A bad tenant might pay rent late or not at all, cause damage to property, receive complaints from neighbours or the council, or perhaps may just be unpleasant to deal with.
There are steps you can take to limit your risk, such as meeting prospective tenants personally and asking for a deposit. However, sometimes problems can arise which you didn’t expect.
Not only can this have a negative cash flow effect, it can also be emotionally draining and stressful. Other investments feature the potential for stress (e.g. experiencing the highs and lows of the stock market) but perhaps none equivalent to having to personally deal with a bad tenant.
Rising interest rates
At the moment, interest rates are fairly low and house prices remain high in the UK. This means that a typical buy-to-let investor will borrow a significant sum of money to facilitare his/her purchase.

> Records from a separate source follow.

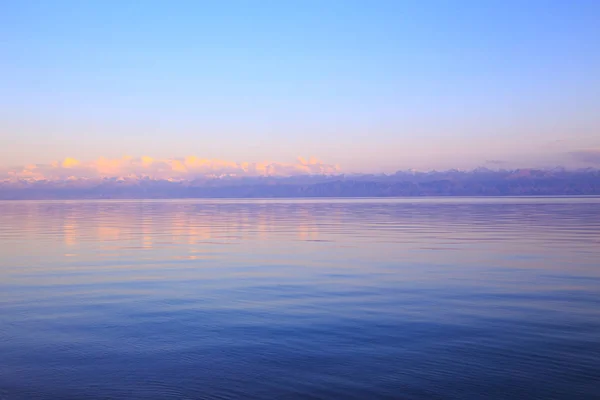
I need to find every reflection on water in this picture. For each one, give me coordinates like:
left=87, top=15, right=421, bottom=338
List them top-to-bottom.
left=0, top=198, right=600, bottom=399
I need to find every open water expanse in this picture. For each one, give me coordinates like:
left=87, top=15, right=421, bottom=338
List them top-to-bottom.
left=0, top=197, right=600, bottom=400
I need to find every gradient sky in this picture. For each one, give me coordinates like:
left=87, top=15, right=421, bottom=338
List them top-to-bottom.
left=0, top=0, right=600, bottom=172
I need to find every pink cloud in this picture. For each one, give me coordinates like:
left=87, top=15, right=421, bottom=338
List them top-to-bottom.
left=0, top=156, right=340, bottom=181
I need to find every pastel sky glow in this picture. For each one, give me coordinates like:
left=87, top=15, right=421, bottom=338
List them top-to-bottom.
left=0, top=0, right=600, bottom=170
left=0, top=156, right=340, bottom=181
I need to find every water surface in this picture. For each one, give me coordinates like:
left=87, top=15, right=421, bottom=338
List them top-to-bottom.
left=0, top=197, right=600, bottom=399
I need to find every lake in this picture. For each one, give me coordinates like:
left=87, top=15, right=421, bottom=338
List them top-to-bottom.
left=0, top=197, right=600, bottom=400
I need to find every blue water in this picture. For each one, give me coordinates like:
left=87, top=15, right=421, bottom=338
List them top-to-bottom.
left=0, top=198, right=600, bottom=399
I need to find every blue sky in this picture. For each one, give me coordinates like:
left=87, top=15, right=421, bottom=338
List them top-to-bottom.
left=0, top=0, right=600, bottom=171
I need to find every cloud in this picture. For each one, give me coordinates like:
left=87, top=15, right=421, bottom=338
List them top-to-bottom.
left=569, top=149, right=600, bottom=164
left=0, top=156, right=340, bottom=181
left=485, top=160, right=506, bottom=165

A 1.0% interest rate rise on a £225k interest only mortgage taken out on a £300k property (75% LTV) would result in additional annual costs of £2,250. As mentioned earlier, these interest costs can no longer be offset against profits which could feasibly result in landlords paying tax on non existent profits if rent charges cannot be increased to offset the increased interest charges.
Conclusion
Property can be a fantastic investment and has generated significant wealth for many UK-based investors. However, with house prices continuing to rise, the cash requirements to invest are substantial and ongoing costs and landlord responsibilites should not be forgotten.
If you want exposure to the property market but without the direct involvement in managing a residential buy-to-let property investment yourself, there are a number of other options available. As one example, you could invest in a Real Estate Investment Trust (‘REIT’) through an established fund platform. You could also cross refer to our article on investing in property without owning it yourself.